One of the easiest and most practical uses of this sensor on the iPhone is for taking measurements without the need for a traditional ruler. There are several excellent LiDAR apps available for both iPhone and iPad, but one of the top choices is the built-in app called Measure. The Measure app leverages LiDAR data, augmented reality, and basic trigonometry to provide precise measurements of people and objects.
This feature allows users to gather highly accurate information about the size of objects and their distances from one another and to generate measurements that are significantly more precise. Considering third-party apps, one example is the IKEA Place app, which leverages LiDAR to insert virtual furniture and home decor models directly into your living space. This enables you to get a precise preview of how new furniture will appear and fit in your home before making a significant buying decision. So, whether you're working on a do-it-yourself home improvement project or you want to decorate or redecorate your home, LiDAR can prove to be incredibly helpful.

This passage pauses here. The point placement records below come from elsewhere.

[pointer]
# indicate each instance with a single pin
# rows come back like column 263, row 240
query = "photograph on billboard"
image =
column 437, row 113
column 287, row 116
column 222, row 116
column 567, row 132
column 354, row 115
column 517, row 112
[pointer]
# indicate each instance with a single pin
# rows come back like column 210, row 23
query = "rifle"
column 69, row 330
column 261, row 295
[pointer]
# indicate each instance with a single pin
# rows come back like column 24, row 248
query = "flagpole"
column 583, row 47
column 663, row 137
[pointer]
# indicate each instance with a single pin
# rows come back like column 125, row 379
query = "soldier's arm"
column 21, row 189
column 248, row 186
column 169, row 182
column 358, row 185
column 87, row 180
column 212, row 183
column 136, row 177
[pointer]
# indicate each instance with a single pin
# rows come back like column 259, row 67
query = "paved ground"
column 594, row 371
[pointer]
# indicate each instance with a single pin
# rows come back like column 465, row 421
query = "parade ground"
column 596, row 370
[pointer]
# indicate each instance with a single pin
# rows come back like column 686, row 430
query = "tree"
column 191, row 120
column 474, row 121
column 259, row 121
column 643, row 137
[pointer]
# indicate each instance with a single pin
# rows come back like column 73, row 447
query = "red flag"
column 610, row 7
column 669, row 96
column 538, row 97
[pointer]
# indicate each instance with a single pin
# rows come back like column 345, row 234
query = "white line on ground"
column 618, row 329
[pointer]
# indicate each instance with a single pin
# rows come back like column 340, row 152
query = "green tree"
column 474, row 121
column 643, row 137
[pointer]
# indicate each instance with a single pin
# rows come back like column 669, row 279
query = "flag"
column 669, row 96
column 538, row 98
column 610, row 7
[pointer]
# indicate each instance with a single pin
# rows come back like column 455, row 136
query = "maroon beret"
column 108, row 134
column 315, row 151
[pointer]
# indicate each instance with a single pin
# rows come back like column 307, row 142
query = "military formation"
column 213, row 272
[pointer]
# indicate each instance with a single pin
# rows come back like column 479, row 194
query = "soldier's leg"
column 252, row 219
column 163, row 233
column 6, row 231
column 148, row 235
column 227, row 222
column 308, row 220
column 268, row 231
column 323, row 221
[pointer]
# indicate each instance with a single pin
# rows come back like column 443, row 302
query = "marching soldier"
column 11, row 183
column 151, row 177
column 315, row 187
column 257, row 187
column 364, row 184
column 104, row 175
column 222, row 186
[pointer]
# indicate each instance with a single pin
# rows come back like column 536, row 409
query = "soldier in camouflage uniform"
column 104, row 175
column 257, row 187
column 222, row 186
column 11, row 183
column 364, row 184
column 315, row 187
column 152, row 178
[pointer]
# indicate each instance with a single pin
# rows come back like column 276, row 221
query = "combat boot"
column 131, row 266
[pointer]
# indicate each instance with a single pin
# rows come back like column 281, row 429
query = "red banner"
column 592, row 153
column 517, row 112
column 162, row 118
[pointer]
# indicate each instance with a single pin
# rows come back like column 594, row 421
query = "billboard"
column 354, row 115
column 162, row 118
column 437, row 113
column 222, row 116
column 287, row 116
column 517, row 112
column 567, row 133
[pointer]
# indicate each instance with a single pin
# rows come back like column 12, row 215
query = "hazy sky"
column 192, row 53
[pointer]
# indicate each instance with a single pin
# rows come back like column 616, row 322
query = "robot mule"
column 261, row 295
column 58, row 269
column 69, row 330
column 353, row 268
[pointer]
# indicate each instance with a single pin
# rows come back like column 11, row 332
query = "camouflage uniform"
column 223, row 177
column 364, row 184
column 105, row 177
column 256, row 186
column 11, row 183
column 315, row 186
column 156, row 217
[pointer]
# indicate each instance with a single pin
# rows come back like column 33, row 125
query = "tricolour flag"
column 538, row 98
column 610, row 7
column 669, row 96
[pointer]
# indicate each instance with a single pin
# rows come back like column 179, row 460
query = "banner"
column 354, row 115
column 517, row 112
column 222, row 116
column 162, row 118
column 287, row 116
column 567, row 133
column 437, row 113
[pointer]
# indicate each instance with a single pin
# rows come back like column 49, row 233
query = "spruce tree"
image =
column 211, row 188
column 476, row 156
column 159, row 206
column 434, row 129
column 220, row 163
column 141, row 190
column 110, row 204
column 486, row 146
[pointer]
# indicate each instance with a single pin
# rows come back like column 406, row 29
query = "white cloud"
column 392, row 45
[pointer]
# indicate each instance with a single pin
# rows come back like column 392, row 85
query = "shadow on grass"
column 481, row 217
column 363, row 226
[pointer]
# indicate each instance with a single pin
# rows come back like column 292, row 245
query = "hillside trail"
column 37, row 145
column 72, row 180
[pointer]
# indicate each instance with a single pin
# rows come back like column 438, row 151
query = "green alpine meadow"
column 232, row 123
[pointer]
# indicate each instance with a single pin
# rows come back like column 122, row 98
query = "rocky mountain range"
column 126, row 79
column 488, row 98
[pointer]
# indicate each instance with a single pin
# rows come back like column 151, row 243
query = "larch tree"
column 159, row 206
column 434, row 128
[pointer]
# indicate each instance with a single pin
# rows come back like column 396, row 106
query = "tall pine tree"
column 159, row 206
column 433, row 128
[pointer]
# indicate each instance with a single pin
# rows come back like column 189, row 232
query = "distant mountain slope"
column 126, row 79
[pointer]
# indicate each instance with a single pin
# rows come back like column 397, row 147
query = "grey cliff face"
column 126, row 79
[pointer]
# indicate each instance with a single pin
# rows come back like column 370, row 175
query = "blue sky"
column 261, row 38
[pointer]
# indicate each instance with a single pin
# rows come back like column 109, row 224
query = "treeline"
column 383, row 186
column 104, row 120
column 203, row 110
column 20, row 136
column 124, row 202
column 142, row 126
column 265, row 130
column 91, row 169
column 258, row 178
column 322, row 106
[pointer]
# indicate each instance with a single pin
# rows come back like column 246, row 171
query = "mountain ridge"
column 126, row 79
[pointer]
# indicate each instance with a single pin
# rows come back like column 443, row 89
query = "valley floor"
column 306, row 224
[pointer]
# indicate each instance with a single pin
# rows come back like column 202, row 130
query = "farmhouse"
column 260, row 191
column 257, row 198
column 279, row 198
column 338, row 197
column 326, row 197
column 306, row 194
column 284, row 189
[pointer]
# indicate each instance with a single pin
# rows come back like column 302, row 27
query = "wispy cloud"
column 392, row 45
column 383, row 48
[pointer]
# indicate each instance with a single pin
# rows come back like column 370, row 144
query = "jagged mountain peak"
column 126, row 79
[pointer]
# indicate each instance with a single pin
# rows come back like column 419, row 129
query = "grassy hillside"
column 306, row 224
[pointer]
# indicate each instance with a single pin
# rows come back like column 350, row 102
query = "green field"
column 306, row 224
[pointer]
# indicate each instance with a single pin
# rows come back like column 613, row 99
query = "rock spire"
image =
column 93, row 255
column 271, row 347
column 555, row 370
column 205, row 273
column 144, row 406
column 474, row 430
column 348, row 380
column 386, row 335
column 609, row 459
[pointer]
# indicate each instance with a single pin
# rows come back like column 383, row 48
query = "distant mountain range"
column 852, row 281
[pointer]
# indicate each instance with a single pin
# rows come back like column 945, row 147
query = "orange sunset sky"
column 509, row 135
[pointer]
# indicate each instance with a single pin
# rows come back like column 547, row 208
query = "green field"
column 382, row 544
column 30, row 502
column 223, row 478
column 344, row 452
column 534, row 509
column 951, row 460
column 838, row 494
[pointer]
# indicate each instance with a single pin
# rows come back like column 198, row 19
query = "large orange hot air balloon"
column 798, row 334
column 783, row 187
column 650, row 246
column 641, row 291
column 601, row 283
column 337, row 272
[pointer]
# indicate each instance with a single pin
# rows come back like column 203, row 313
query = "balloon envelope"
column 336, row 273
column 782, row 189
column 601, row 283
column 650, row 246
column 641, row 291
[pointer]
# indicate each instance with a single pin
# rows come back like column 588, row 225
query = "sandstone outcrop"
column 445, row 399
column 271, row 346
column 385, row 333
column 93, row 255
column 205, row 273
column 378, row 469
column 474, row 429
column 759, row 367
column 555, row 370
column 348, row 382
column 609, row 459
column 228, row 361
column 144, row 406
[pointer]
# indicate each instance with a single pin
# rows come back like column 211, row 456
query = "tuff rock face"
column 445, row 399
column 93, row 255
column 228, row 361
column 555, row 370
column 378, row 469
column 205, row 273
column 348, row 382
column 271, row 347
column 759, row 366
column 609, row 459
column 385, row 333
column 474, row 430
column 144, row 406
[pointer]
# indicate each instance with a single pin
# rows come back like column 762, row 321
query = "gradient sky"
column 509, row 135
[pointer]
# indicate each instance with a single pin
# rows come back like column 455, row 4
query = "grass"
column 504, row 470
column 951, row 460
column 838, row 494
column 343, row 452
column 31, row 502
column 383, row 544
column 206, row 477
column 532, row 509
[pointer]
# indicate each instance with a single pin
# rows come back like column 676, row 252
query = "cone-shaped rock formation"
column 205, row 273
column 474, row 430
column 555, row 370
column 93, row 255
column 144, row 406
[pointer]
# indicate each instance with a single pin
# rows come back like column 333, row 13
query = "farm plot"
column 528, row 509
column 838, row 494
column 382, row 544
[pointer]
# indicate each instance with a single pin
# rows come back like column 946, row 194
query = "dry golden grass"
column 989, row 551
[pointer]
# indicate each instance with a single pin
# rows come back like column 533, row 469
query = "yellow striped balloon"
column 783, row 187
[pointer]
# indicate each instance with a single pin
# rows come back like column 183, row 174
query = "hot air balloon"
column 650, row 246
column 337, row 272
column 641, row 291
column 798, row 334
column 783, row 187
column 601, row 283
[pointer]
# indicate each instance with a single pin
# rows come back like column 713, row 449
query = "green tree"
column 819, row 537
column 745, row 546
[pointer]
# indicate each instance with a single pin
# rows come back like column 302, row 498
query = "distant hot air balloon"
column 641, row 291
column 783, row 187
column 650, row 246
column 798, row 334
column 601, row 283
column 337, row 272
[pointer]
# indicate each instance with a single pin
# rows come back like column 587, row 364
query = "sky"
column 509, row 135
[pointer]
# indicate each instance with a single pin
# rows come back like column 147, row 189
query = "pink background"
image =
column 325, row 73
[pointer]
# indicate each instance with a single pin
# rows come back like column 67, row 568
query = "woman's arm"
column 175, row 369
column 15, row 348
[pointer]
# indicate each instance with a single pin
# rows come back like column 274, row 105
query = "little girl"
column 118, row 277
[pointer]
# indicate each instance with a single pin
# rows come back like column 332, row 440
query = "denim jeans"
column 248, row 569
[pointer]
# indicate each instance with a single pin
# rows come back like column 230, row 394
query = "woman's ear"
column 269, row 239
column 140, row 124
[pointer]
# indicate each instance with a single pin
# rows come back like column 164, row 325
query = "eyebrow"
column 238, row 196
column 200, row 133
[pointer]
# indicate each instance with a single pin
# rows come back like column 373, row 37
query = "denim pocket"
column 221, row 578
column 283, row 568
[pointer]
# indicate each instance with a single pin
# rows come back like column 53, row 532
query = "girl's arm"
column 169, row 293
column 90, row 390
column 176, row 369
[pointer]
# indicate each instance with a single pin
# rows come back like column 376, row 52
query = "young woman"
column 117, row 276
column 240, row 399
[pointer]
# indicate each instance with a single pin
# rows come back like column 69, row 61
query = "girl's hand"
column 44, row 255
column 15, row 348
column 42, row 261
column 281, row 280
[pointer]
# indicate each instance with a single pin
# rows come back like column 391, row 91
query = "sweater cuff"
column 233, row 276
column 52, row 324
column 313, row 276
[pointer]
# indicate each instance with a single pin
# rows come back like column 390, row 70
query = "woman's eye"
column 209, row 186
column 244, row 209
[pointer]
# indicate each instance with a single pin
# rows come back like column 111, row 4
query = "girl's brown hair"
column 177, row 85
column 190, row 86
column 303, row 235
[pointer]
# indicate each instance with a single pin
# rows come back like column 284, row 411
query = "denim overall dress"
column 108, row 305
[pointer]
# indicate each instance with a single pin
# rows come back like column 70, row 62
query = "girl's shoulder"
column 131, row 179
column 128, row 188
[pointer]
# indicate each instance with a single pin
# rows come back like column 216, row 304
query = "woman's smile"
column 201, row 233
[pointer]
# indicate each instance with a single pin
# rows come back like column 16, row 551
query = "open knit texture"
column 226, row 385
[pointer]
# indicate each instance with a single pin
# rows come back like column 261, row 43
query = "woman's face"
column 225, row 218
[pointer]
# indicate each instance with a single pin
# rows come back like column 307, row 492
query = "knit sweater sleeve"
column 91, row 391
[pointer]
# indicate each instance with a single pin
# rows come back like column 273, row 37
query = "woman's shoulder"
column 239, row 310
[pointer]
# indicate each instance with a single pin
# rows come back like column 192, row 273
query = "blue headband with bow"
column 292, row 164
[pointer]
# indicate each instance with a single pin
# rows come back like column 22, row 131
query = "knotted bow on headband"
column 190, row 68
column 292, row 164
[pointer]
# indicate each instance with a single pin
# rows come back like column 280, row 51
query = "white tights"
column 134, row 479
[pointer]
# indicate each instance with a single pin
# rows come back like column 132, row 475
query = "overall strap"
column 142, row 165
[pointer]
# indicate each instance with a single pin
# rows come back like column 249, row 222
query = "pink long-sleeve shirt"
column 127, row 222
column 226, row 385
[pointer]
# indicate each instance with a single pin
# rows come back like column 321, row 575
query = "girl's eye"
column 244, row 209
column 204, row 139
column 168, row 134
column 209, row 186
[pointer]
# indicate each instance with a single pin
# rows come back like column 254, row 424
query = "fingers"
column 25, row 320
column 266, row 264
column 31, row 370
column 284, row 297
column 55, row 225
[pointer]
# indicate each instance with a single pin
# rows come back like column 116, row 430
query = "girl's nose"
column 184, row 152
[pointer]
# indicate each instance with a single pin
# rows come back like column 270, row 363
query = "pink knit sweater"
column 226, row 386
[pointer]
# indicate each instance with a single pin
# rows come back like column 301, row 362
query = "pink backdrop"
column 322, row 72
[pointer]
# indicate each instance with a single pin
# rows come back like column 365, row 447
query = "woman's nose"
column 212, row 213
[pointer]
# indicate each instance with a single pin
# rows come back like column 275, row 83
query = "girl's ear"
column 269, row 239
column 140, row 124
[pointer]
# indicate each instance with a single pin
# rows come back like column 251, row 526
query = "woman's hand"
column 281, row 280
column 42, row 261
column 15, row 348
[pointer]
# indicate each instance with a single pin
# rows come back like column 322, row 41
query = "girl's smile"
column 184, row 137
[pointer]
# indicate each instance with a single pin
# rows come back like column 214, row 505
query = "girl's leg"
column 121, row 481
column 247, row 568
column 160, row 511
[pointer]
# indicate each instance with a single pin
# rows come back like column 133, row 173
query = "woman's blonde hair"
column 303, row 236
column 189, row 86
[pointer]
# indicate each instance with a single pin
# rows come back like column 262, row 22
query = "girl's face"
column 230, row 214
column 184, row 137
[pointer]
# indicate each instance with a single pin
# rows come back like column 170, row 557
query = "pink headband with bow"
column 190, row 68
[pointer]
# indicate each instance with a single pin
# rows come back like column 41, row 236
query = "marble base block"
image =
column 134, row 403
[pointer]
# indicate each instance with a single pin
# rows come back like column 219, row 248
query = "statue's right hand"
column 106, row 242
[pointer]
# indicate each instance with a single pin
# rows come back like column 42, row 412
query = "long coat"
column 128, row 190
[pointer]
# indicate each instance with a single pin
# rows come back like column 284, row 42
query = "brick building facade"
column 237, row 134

As the popularity of AR on smartphones grows, so does the world of LiDAR technology. AR enhances our real-world environment by overlaying digital information, and smartphones are making this technology more accessible for everyday use. Apple, a pioneer in this field, has integrated an operational LiDAR sensor into the camera module of the iPhone 12 Pro, significantly improving AR experiences by providing more accurate and realistic 3D models of the surroundings. For example, it can be used to play games, preview furniture, or explore virtual worlds.
LiDAR Scanner apps can create 3D scans of objects and environments quickly and cost-effectively. They can generate virtual copies of real-life locations, create 2D maps of rooms, or map entire 3D worlds. This versatility opens opportunities for a wide range of applications, from design and architecture to gaming and virtual exploration.
The LiDAR sensor, born out of aerospace technology in the 1960s, has evolved into a transformative force across various industries. As the global smartphone LiDAR market continues to expand at a remarkable rate, it's clear that this is not just another trend but a technology that has firmly established itself as an indispensable tool for innovation and convenience in our daily lives. With its potential applications seemingly boundless, what will LiDAR bring next?